The adversarial system of justice administration was espoused in common law countries. It relies mainly on the skills of the advocates representing their client’s positions rather than on some neutral party, usually the judge, trying to ascertain the truth of the case.

Such judges decide often when called upon by counsel rather than of their own motion what evidence is to be admitted when there is a dispute. In the adversarial model, the parties are responsible for initiating and conducting the litigation. In addition, the parties bear primary responsibility for determining the sequence and manner in which evidence is to be presented and legal issues are to be argued.

The underlying principle of the adversarial system is “innocentuntil-proved-guilty.” Adversarial system is also sometimes characterised by high costs, delays, contributing to a regime of plea bargaining, uncertainty of law, lawyer-dominated approach and lack of parity of powers between the two parties to the litigation.

The natural consequence of this mode is that justice is like any other commodity to be purchased only by those who can afford its cost. Formal not effective access to justice and formal not effective equality is all that is sought. To deliver speedy criminal justice, it is indispensable to have a timebound mechanism for hearing, arguing and deciding, including appeals.

A law can be enacted prescribing an upper limit of time by which a criminal case has to be finally decided. This could be a maximum of six months or one year depending upon the complexity of the crime. All stakeholders – namely the accused, police, lawyers, witnesses, judges at various levels – have got to become accountable for finalising the case before the prescribed time-limit.

For any deviation from the limit, they must assign reasons for non-compliance in writing. Another issue which crops up frequently is that of witnesses turning hostile. They declare the truth at the commencement of the case and later give opposite evidence in the court or they refuse to attend the court. This arises either due to the fear of the accused and the police or due to inducements of different types.

A strict mechanism has to be evolved for preventing the witness turning hostile.
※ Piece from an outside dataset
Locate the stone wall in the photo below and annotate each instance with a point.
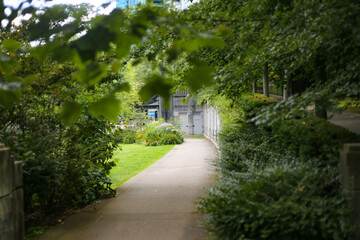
(350, 180)
(11, 197)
The Malimath Committee gave its apprehensive consideration to the question whether this system is satisfactory or whether we should consider recommending any other system. The Committee as an alternative studied in particular the inquisitorial system followed in France, Germany and other Continental countries. The inquisitorial system is undeniably effective in the sense that the investigation is supervised by the judicial magistrate which results in a high rate of conviction. However, the Committee on equilibrium realised that a fair trial and in particular, fairness to the accused, are better protected in the adversarial system.

However, the Committee felt that some of the good features of the Inquisitorial System can be adopted to strengthen the Adversarial System and to make it more operative and efficient. This includes the duty of the Court to search for the truth, to assign a proactive role to the judges to give directions to the investigating officers and prosecution agencies and leading evidence with the object of seeking the truth and focusing on justice to victims.

But these suggestions were ignored by the government. What is at stake here is not judges, the judiciary or governance, but the very process of human and economic capital-building and accumulation – to meet India’s international commitment at the UN and to achieve the millennial goals through sustainable development.

The incessant denial of parity of power and helplessness to pause politico-criminal nexus erodes the very constitutional idea of India – an India whose courts ought to deliver justice within a reasonable time, estimated by the normal human life cycle.

(The writer is Associate Professor of Law, National Law University of Odisha.)